Change of base formula says we can do:

\[ \frac{log\space7}{log\space2} \]

You need to plug that into a calculator. Answer by the way is 2.807354922057604.

Log Properties

$ log_a(x * y ) = log_a\space x + log_a\space y $

$ log_a\space(\frac{x}{y} ) = log_a\space x - log_a\space y $

$ log_a\space x^n = n\space log_a\space x $

More solving

E.g.

\[ \log\space (12x-7) = \log\space (3x+11) \]

Looks hard but if logs have same base, can just set insides = to each other and solve, so

$ 12x -7 = 3x + 11 \\ 9x = 18 \\ x = 2 $

Based on equality property:

\[ log_b \space m = log_b \space m \iff m = n \]

Note, need to plug answer back into original equation – occasionally doesn’t work. Above we get $ log 17 = log 17 $. If get negative number, have to throw it out because log of negative # is undefined.

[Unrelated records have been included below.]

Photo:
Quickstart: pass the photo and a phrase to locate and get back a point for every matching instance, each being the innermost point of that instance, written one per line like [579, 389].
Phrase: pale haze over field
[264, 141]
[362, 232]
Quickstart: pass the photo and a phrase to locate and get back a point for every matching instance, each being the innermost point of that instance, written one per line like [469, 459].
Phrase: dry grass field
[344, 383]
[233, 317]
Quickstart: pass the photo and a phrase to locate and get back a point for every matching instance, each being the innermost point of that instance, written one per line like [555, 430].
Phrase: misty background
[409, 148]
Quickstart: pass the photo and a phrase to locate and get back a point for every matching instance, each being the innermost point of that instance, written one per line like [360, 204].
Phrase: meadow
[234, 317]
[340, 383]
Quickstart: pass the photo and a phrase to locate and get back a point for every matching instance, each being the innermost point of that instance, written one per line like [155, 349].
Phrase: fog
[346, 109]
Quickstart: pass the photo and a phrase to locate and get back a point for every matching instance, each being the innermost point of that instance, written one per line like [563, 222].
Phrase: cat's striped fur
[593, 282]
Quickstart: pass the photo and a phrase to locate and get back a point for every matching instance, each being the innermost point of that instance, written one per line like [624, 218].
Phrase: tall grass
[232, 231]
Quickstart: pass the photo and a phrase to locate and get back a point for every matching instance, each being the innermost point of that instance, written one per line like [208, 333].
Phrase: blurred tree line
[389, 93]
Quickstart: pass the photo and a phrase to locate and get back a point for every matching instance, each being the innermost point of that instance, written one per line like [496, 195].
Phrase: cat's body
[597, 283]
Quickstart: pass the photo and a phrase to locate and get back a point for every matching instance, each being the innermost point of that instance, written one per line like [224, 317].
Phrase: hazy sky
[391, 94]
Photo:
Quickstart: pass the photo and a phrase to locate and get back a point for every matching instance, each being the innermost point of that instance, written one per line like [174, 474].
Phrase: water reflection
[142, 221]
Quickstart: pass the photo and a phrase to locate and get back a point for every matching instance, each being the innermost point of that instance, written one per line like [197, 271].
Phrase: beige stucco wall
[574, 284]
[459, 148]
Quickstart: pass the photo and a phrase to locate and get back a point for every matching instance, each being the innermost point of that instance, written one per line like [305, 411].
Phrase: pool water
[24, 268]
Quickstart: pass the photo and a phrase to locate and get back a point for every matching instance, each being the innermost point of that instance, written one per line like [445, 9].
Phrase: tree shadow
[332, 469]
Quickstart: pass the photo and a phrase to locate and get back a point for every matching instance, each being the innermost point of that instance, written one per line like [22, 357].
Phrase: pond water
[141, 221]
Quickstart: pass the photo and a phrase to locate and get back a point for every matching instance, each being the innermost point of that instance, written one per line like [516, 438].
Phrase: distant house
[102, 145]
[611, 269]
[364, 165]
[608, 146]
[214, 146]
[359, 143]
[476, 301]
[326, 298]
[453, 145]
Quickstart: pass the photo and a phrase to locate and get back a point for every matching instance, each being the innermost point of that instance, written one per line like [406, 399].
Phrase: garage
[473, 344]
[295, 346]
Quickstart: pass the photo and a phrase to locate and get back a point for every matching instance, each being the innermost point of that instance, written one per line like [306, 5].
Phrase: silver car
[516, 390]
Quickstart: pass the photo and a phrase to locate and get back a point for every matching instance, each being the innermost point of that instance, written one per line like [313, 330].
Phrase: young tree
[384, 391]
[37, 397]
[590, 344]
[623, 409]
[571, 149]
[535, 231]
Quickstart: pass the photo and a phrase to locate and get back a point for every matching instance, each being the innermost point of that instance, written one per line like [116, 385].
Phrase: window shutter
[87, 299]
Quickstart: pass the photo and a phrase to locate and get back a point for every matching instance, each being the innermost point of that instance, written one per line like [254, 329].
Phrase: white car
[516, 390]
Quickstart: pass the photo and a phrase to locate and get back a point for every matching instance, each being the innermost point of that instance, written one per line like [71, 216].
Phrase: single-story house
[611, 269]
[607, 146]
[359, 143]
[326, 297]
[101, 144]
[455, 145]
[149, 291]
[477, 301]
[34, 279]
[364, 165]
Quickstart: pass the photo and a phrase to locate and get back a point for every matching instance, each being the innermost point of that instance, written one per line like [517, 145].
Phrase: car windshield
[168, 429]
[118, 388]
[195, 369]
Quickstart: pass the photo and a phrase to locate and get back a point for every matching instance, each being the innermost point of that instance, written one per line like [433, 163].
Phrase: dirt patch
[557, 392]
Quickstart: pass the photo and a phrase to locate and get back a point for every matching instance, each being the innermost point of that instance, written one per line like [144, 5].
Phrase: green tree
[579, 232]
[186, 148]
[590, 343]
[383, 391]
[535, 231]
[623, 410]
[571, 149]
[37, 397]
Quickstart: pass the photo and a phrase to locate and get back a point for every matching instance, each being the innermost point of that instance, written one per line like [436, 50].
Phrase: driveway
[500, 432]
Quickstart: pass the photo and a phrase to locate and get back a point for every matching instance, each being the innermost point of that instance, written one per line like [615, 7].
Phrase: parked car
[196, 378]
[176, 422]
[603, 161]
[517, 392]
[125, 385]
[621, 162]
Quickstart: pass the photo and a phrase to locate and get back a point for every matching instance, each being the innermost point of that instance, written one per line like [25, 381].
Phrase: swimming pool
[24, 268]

Now, based on product property:

$ log_a(x * y ) = log_a\space x + log_a\space y $

if have this problem:

$ \log_2 x + \log_2 (x-2) = 3 $

Equivalent to

\[\begin{split} \log_2 \space (x * (x -2)) \\ \log_2 \space \therefore \\ 2^3 = x(x-2) \\ 8 = x^2 - 2x \\ x^2 - 2x - 8 = 0 \\ (x -4)(x + 2) = 0 \\ x = 4, x = -2 \\ x = 4, \cancel{(x = 2)} \end{split}\]

Have to plug back in… which leads us to throw out the -2 as it’s a domain error.

Professor Leonard

Graphs of Exponential Functions

Polynomials have variables, sometimes raised to a constant exponent. E.g. $ax^2 + bx + c = 0$ is a polynomial. In contrast an exponential function has the variable as the exponent, e.g. $f(x) = a^x$, where a is always positive, not 0 or 1. As base gets > 1, get an increasing graph. As it gets less than one (but not negative), get decreasing graph. E.g. this graph. All this assumes that exponents positive too. Remember, negative exponents create reciprocals, e.g. $2^{-1} = \frac{1}{2}$.

Exponential functions have a key point at (0, 1) and a horizontal asymptote. Domain is all reals, but range is always positive.